Unverhältnismäßige Polizeigewalt
Mit deutlichen Worten prangert Thomas Wings, Rechtsanwalt des am 26.3. in der Bochumer Gesa offensichtlich Misshandelten, das Polizeiverhalten im Umfeld der gesamten Proteste an: „Wenn ich die Bilddokumentation sehe, so liegt die Unverhältnismäßigkeit des Ganzen auf der Hand.“ Am 26.3. hatten sich in Bochum-Ehrenfeld unglaubliche Szenen abgespielt, nachdem etwa 50 Aktivist_innen, versucht hatten, die Anfahrt der gegen islamische Einrichtungen hetzenden „pro NRW“ mit einer Sitzblockade an der Ecke Hattinger/Grottenstraße zu blockieren: Als der „pro NRW“-Konvoi, der aus mehreren von der Polizei flankierten Fahrzeugen bestand, vor der Sitzblockade wendete, um eine andere Route zum Ort der Mahnwache zu nehmen, eskalierte die Polizeigewalt. Rund 20 Demonstrierende wurden von den Polizeikräften mit Fäusten und Knüppeln geschlagen, als sie versuchten, den Konvoi zu stoppen. Viele von ihnen wurden brutal zu Boden geworfen und teils mit dem Kopf auf das Straßenpflaster geschlagen. Eine Demonstrantin trug nach Schlagstockhieben ein Schädel-Hirn-Trauma davon.
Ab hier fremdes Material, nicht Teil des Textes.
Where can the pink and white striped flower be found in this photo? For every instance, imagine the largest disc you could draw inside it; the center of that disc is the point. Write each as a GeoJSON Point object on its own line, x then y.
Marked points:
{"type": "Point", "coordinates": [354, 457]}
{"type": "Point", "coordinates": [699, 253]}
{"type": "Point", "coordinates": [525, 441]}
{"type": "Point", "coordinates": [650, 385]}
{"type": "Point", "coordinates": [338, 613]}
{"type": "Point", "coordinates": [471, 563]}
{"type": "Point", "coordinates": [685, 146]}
Keine Toleranz der Intoleranz
Die Antifaschistische Jugend Bochum stuft das Polizeiverhalten vom 26.3. sowie am vergangenen Samstag als systematische Eskalationsstrategie ein, die auf einer Weisung des Innenministeriums NRW beruhen könnte. Diesen Verdacht erhärtet zumindest der Umstand, dass sämtliche Polizeimaßnahmen in Nordrhein-Westfalen im Umfeld des „pro NRW-Aktionswochenendes“ in Duisburg, Essen, Mülheim, Oberhausen, Gelsenkirchen, Herten und Bochum auf ministerielle Weisung von der Duisburger Polizei koordiniert wurden, die auch für das harte Vorgehen in Bochum verantwortlich war. Um die näheren Umstände der unverhältnismäßigen „Null-Toleranz-Strategie“ der politisch Verantwortlichen sowie der polizeilichen Einsatzleitung aufzuklären, wird daher eine Anfrage im Landtag NRW vorbereitet. Zudem könnte das Polizeiverhalten ein juristisches Nachspiel haben: „Sollte sich dies auch vor Gericht bewahrheiten, dürften angebliche ‚Widerstandshandlungen’ von Polizeiübergriffen Betroffener völlig anders bewertet werden“, so Thomas Wings. Hierfür spricht ebenfalls, dass seitens einzelner Polizist_innen der am 26.3. in Bochum eingesetzten Duisburger Hundertschaft – darunter laut Augenzeug_innenberichten auch der Einsatzleiter selbst – mehrfach Drohungen noch weitergehender Gewaltanwendung ausgesprochen worden seien.